[Photographer, b. 1917, San Francisco, d. 2015, Berkeley, California.]
Ansel [Adams] always jumped over the fence to photograph, walked past the garbage. He always looked to get an immaculate view, and I spent my life stepping back to include the garbage in my photographic view.
You have to bring to the photograph a prejudice about something, and I’m prejudiced against farmers who tie dead animals on fences. Therefore, I can make a meaningful photograph.
So many people are diverted to doing what people want photographed—fashion models, buildings, mountains—they get to thinking those photographs are good.
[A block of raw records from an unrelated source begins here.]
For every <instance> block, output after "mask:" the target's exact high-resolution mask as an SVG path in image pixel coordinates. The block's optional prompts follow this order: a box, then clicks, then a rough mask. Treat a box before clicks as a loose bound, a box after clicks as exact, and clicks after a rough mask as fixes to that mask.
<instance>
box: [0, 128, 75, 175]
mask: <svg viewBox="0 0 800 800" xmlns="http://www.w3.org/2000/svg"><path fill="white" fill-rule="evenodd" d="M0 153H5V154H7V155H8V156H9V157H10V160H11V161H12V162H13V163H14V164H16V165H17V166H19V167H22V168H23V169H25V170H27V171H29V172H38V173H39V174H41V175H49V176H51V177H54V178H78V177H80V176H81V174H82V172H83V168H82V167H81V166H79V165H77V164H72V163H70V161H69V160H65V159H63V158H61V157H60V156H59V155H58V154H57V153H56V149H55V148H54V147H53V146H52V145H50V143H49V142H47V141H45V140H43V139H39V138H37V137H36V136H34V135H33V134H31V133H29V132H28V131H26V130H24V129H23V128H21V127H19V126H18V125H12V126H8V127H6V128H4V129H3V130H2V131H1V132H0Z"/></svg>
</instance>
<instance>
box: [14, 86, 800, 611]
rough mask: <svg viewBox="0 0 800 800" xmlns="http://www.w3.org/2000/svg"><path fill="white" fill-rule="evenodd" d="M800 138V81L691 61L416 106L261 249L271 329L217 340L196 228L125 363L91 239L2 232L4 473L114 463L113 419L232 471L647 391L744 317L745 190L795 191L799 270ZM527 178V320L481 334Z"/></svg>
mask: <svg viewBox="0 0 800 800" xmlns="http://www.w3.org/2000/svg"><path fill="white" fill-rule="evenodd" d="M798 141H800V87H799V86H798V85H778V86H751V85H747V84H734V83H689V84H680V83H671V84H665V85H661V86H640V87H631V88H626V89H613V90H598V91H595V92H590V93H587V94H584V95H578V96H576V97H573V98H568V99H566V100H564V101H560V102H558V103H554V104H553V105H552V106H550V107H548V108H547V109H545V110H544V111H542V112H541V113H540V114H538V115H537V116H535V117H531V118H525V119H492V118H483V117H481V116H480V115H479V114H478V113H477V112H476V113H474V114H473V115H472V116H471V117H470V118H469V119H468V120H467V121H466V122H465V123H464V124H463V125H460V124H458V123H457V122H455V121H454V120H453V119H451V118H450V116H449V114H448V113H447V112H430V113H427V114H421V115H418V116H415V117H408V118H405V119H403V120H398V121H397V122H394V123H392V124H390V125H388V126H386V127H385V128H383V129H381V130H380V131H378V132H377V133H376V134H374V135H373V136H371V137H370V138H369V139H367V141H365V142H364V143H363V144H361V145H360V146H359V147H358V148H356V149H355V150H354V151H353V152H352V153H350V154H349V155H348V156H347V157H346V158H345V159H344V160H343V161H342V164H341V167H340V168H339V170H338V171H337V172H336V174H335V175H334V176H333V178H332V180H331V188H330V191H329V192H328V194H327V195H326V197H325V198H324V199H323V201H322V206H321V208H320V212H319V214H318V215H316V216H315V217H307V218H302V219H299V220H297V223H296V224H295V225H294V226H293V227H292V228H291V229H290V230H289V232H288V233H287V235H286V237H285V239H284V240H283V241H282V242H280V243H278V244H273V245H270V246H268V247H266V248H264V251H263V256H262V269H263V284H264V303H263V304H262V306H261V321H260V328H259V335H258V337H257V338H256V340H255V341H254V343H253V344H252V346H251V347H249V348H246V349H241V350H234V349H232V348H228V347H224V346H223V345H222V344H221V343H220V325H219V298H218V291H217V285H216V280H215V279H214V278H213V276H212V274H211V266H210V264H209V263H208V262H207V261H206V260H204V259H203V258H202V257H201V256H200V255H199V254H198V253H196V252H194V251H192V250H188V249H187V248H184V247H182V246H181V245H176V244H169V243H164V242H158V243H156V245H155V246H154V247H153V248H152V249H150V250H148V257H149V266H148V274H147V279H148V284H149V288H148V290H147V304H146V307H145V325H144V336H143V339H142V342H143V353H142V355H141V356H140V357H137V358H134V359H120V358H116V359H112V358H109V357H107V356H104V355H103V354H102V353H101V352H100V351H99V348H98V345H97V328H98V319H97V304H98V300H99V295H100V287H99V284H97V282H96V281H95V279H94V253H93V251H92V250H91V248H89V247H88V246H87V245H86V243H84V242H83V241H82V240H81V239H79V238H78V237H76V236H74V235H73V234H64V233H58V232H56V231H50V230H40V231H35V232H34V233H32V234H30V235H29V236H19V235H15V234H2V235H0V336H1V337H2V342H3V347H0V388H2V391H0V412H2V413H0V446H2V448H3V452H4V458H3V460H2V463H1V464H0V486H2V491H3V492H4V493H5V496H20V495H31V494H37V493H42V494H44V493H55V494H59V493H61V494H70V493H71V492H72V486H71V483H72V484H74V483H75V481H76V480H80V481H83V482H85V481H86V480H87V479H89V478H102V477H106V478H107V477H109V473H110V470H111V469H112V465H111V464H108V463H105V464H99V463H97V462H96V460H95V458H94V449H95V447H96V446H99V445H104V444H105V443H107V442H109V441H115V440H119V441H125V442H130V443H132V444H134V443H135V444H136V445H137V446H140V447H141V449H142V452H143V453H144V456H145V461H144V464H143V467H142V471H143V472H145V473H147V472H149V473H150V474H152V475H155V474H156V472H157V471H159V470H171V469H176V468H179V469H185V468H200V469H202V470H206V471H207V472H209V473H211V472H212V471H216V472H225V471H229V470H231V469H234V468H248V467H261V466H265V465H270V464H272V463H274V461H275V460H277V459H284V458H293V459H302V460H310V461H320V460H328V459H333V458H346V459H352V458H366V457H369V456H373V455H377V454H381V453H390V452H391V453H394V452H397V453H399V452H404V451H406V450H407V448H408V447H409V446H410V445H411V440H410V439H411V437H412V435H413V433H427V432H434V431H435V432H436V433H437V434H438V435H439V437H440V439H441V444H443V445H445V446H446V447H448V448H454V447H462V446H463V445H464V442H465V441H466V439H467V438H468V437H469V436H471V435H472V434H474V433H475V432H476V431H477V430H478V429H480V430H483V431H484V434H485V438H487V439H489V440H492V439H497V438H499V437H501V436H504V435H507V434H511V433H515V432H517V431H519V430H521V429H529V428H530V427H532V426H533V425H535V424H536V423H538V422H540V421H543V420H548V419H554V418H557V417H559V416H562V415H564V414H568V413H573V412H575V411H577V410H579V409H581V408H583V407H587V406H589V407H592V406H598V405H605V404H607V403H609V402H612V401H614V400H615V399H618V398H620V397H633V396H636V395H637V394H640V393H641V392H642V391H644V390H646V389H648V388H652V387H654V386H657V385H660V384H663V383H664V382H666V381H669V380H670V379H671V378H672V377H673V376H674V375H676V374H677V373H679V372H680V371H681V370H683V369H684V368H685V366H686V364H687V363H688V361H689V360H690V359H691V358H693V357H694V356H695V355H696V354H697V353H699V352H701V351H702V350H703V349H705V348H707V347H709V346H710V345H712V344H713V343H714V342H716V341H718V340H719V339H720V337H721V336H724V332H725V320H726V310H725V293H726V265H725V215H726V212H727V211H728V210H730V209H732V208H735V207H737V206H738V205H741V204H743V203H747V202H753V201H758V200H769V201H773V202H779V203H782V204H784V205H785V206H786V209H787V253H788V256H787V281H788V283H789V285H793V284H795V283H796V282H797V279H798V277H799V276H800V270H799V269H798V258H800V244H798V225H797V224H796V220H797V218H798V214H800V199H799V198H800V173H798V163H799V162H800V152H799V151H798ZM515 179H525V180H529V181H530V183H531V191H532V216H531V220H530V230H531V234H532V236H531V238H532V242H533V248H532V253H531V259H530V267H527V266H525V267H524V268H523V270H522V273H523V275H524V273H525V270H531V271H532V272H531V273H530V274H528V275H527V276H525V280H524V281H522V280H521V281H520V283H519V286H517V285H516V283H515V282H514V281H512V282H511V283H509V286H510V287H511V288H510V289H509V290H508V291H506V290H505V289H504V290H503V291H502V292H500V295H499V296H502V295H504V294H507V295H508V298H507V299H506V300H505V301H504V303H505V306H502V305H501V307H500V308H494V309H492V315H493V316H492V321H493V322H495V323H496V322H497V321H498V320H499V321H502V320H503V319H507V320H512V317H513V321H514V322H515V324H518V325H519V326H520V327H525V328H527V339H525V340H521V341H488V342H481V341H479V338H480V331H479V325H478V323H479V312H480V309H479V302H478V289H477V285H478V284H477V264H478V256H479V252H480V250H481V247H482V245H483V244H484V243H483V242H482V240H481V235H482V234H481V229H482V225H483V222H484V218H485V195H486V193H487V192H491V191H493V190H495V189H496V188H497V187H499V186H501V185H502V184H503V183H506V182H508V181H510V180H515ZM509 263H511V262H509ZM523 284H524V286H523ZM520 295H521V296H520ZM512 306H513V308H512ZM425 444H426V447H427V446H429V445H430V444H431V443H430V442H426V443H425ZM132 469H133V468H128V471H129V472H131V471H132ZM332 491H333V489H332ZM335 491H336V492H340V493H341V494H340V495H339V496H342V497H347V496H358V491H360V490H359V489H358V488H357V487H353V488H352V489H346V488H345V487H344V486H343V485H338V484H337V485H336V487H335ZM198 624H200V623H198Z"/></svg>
You know, you have to be an optimist, a pessimist, sarcastic and pleasant all at the same time to be a photographer.
I have an abiding faith in the fact that time will change the value of photographs. What you see today may be so familiar to everyone that they don’t immediately appreciate or value it.
I never think of myself as an artist. I think of myself as making a point.
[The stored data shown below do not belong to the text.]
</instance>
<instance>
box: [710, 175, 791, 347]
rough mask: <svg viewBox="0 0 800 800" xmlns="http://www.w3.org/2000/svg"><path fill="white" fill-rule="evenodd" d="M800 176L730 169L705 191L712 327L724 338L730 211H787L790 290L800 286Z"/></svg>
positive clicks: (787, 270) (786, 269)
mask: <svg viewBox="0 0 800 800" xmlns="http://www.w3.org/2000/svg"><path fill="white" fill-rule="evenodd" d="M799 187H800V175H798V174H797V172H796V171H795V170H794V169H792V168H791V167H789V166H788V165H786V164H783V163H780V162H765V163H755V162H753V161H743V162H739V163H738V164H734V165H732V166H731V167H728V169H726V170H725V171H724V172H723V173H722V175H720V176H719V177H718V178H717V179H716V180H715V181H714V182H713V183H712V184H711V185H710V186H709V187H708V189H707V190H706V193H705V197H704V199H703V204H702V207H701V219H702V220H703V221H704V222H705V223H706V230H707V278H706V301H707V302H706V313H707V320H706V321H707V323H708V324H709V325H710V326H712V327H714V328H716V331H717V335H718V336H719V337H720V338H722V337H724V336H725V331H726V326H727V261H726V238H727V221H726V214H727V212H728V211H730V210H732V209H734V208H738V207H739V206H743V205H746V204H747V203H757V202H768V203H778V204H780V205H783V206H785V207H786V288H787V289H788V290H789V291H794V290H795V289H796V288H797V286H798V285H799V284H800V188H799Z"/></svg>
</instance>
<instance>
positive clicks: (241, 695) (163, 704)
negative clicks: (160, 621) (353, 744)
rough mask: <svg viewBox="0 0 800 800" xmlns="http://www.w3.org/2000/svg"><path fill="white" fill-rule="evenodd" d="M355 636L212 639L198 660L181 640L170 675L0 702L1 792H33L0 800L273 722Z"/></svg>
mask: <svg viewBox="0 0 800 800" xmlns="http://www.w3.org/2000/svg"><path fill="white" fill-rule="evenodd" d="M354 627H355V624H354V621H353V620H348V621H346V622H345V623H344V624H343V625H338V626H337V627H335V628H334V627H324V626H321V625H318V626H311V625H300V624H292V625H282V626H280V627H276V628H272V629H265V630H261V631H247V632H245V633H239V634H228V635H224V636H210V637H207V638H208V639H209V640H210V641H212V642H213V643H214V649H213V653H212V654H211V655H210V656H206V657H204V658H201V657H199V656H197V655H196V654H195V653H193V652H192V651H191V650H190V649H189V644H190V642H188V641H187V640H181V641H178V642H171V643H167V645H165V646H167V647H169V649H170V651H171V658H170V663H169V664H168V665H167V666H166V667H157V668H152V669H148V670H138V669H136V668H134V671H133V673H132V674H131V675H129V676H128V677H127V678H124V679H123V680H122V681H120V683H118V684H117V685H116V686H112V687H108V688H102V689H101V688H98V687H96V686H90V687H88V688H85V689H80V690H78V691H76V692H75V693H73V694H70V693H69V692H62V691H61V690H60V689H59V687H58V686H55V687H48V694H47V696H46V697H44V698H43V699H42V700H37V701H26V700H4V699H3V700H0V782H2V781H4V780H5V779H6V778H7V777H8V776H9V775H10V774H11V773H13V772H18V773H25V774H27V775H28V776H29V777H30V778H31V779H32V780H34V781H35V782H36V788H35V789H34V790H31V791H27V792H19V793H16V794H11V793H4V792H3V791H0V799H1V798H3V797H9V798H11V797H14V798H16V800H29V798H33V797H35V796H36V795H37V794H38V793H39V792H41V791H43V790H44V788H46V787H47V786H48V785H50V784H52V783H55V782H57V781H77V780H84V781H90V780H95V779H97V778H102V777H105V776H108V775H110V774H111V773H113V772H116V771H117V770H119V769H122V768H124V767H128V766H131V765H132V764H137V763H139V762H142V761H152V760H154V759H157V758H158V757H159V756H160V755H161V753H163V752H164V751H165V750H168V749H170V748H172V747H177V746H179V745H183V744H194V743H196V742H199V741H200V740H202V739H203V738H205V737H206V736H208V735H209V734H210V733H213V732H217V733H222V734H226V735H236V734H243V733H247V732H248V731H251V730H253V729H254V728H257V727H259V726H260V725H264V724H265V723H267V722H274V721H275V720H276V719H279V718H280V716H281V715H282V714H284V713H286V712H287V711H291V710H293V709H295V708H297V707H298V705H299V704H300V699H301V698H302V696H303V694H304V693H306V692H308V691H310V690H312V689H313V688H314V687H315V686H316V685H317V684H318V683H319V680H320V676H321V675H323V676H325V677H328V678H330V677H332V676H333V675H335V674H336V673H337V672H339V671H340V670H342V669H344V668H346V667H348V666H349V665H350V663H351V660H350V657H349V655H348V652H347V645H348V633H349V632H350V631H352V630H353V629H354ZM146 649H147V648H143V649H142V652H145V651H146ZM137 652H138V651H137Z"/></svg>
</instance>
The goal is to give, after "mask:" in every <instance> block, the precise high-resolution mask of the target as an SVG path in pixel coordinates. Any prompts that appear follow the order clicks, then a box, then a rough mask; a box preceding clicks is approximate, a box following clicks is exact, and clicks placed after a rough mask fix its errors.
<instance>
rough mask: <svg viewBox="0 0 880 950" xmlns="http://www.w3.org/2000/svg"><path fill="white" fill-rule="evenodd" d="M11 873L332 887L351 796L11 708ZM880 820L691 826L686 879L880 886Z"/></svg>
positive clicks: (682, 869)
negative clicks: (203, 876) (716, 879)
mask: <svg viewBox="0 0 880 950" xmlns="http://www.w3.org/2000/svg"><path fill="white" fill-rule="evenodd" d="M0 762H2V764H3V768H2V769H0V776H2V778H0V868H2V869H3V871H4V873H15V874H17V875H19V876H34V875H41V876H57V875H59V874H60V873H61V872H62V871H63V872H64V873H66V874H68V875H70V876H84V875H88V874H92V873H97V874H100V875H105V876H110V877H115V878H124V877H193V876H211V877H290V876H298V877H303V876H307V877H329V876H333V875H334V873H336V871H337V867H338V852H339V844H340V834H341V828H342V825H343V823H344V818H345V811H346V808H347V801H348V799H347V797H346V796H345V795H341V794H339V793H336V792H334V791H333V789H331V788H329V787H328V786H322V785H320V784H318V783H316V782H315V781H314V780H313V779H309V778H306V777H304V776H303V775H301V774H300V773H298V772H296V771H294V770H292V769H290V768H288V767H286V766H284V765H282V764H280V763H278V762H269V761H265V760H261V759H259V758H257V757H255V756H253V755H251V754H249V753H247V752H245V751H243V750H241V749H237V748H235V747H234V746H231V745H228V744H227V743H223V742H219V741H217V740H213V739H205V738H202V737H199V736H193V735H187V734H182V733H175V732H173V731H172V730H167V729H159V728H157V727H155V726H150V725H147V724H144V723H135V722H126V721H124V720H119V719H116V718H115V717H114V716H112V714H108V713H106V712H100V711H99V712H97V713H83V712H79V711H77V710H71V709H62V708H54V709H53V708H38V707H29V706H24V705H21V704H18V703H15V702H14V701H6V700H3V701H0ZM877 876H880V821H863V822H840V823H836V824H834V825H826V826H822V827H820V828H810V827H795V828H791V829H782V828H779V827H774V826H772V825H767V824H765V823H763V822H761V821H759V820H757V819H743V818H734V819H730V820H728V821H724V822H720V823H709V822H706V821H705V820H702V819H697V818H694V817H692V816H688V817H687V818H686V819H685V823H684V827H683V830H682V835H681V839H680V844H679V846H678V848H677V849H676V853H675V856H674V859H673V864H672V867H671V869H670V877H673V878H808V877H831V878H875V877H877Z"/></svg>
Edward [Weston] was the first artist—and I don’t use the word lightly—to make a living doing art photography. Other photographers did commercial work, or worked for the government.
Photography is a life of learning. That’s all I want from photography. I don’t want the money. I don’t need the fame. I don’t need the admiration. I’d like all of those things, but I don’t need them. Because what I get from photographing is learning. I have spent my life learning by looking through a lens.